Until recently, the Supreme Court interpreted the Federal Power Act (FPA) to draw an impermeable boundary between the jurisdiction of the Federal Energy Regulatory Commission (FERC) and those of state public utility commissions. But the Court’s recent decisions in FERC v. Electric Power Supply Association (EPSA) and Hughes v. Talen Energy Marketing, LLC appear to relax the formalistic test traditionally used to resolve that boundary, upholding a “program of cooperative federalism” and creating a zone of concurrent jurisdiction.

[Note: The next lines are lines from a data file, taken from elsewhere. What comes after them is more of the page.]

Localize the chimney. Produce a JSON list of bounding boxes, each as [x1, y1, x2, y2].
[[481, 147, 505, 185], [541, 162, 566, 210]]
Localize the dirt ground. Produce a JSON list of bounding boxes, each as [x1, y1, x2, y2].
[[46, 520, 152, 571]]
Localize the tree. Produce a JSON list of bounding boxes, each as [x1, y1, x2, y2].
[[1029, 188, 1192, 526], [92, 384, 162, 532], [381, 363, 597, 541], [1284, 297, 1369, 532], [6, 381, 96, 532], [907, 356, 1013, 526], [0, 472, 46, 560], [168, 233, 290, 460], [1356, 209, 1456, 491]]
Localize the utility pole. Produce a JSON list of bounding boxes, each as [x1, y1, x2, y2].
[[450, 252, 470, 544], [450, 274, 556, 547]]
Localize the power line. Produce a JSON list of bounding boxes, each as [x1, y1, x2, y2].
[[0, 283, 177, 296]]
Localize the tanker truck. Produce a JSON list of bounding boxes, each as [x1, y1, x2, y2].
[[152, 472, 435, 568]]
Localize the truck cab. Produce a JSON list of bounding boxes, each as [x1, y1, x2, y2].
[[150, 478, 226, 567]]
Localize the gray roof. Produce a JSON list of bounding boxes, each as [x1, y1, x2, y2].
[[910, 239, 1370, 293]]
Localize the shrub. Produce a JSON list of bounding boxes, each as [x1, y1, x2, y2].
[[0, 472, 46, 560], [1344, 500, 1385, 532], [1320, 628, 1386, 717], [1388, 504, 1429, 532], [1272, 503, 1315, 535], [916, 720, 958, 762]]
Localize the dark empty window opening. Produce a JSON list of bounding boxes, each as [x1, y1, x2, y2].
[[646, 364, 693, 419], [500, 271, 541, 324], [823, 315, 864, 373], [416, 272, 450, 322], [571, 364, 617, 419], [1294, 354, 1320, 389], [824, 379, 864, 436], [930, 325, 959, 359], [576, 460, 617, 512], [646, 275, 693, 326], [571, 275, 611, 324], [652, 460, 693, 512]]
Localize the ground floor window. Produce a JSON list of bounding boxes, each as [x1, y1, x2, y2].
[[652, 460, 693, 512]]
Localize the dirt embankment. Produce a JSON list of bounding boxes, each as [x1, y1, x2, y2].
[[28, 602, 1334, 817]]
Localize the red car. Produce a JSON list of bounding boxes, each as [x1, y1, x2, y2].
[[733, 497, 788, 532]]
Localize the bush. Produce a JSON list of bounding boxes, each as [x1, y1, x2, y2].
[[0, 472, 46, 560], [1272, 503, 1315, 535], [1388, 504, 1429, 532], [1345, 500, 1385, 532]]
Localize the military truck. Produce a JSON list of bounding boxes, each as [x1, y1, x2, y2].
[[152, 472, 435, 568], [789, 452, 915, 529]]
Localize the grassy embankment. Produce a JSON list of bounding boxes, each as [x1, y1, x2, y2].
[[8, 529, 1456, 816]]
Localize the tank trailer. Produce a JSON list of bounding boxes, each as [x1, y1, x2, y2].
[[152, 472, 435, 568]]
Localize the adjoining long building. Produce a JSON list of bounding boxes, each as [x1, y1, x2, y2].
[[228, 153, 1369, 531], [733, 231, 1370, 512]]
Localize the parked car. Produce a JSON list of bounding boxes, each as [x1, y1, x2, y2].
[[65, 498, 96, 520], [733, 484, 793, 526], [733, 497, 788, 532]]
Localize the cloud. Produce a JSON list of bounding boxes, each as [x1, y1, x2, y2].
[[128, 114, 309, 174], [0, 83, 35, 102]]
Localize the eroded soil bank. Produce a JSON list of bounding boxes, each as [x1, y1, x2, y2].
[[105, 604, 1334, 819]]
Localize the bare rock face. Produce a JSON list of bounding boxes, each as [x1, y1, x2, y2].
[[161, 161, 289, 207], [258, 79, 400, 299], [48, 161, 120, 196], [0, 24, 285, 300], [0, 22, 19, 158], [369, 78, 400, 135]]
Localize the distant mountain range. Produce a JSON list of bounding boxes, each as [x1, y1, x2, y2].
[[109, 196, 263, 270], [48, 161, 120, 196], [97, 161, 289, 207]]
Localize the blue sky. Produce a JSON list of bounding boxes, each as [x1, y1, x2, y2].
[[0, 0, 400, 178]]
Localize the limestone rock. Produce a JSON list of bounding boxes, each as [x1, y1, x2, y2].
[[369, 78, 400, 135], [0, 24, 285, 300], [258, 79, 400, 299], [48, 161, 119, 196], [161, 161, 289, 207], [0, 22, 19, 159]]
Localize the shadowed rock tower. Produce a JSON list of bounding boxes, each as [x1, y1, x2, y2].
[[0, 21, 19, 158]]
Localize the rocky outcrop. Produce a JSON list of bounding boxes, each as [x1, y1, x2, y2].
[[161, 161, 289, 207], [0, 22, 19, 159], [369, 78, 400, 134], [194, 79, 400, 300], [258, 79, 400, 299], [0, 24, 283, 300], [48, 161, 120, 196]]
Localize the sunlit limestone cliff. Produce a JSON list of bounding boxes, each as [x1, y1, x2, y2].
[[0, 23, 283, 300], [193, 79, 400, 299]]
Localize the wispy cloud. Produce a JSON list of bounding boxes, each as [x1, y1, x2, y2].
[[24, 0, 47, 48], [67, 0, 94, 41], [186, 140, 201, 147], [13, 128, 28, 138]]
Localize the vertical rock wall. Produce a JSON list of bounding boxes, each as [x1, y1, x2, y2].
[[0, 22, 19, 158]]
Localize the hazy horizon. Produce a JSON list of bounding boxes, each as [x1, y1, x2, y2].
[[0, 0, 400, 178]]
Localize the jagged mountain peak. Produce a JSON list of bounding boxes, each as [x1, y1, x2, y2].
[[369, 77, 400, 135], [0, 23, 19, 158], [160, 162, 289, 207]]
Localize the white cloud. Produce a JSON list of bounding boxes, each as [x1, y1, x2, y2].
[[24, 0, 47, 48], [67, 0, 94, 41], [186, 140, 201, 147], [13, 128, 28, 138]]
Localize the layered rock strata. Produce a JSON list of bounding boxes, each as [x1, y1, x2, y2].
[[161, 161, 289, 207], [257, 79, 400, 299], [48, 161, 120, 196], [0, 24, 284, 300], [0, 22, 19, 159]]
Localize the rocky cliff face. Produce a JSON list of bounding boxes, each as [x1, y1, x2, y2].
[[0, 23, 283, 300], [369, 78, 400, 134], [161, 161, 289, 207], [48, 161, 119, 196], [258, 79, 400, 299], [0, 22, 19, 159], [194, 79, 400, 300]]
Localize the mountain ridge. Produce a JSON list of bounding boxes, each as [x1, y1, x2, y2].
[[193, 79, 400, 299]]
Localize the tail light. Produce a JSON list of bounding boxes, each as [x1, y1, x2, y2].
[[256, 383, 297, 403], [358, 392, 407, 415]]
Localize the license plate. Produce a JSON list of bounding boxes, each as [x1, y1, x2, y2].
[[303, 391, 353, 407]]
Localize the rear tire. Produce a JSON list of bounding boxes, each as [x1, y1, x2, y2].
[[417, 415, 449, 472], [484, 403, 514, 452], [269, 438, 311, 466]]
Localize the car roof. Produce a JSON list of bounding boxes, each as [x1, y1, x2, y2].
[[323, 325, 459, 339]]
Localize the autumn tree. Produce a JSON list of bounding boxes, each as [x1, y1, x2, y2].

Both cases vindicate federal authority against claims for state jurisdiction, but by acknowledging the degree to which the traditional domains of FERC and the states interweave and by endorsing cooperative federalism under the FPA, their combination also suggests an expanded zone of influence for the states. Hughes even ends with a direct invitation to the states to continue innovating. This invitation likely strikes a chord with states like New York and California, which have recently adopted among the most aggressive renewable energy mandates in the United States.
This Note examines, through the lens of state policymakers in New York and California, the extent to which the new jurisprudence will help states to reach their ambitious renewable energy goals in the absence of a comprehensive federal policy. Achieving these goals will likely require the use of programs that straddle the traditional federal–state jurisdictional divide. This Note analyzes four such policy tools: net metering, feed-in tariffs, mandatory bilateral contracting, and limitations on out-of-state power. It concludes that EPSA and Hughes give states that plan to enact these policies significant legal ground to stand on. But each of these tools will still require FERC’s support to be optimally successful. Without it, achieving states’ ambitious goals may remain just out of reach.